Once we got to Vienna we checked into our hostel, it was the
hostel with the finest location but was not very clean, my first time in a real
collegiate backpacker dirty but cheap hostel. I had not done much planning for
Vienna so I spent about an hour or so looking over some of the things we wanted
to see in the city. For dinner we took the metro across the city to Leopoldauer
Alm, a restaurant serving up huge portions of local food.
Chris and I dug into one of the group meals they offered.
The challenge, if we could finish the meal, we got a free bottle of wine! We
did not finish the meal, we did not get any free wine. But on the way home we
were able to give our hefty leftovers to some homeless men we came across while
on the way home.
The next day great perseverance paid off! The Fraternity of
St. Peter was offering Mass in the Kapuzinerkirche, translated Capuchin Church
at 8am. Finally I found where the internet said Mass was held, and it was
actually offered at the time advertised! It was a lovely twenty-minute walk to
the church I made both days in Vienna. After Mass I returned to the hostel and
Chris and I headed out for the day.
We walked around the “museum quarter” as well as the gardens once reserved for Austrian nobility
before going to the Kunsthistorisches Museum, one of the top museums in
Austria, full of classical art as well as a beautiful collection of royal
treasures. We spent probably two hours in the museum it was truly wonderful.

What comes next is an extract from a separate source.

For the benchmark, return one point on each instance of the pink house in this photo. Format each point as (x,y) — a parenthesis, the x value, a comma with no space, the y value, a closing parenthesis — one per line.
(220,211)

Afterwards we grabbed a braut in front of the Rathaus
followed by visiting the “Vigil Church”, essentially a cathedral for the
northern part of the city. It was in the process of being cleaned and renovated
but the steeples which had recently been finished were beautifully white. My
favorite feature unique to churches in this eastern part of Europe, at least as
far as I have seen is, is the stylized roofing made with different colored
shingles in geometrical patterns, this church as well at St. Stephen’s, the
Cathedral in Vienna, are wonderful examples of this uniquely beautiful roofing
style.
After touring the church we headed into the city center via
the subway planning to see St. Stephen’s. Once we arrived we found that the
tickets we were hoping to buy were no longer available that day so we planned to
come back to following morning to get a holistic experience of the cathedral.
We wandered around a bit before heading home for the evening.
The next day I got up and went to Mass with the FSSP once
again then we headed to the city center and breakfast at a café just around the
corner from the cathedral. Afterwards we
bought our tickets and climbed up the cathedral steeple. From the top we took
in the stunning view of the cathedral roof and city center just below, to the
Vigil church and royal palace out in the distance along with the whole of
Vienna.
Next we went to the Cathedral treasury housed in the choir
loft of the cathedral. We saw chalices and art, but the most unique thing about
the Cathedral treasury, once we had reached the end, we proceeded up a spiral
staircase into a room, this room had large wooden and glass cabinets filled
with relics of unimaginable number. Countless relics large and small, from the
most famous saints, even the twelve apostles, to the most obscure and unknown.
There was even an altar containing skulls of eight different
saints. After this overwhelming display we left the cathedral for a while.
Chris wanted to purchase a lederhosen for his coming trip to Oktoberfest, so I
waited while he tried them on in a tiny little shop filled with traditional
Austrian dirndls, lederhosen, hats and more. Once he had the perfect pair we
went back to the Cathedral for a tour of the catacombs. Below the church are buried both cardinals and
royalty along with many canons of the cathedral. In addition there are nearly
40,000 bodies buried under the church, from when there was still a graveyard,
and from the outbreak of the black plague, since their were too many people
dying to be buried they just put the bodies in piles in the catacombs. You can
still see many of the bones today and
they have all been disinfected so no risk of catching the plague while
on tour.
After the tour we got on the subway and headed back to our
place to pick up our bags and we were on our way to Prague.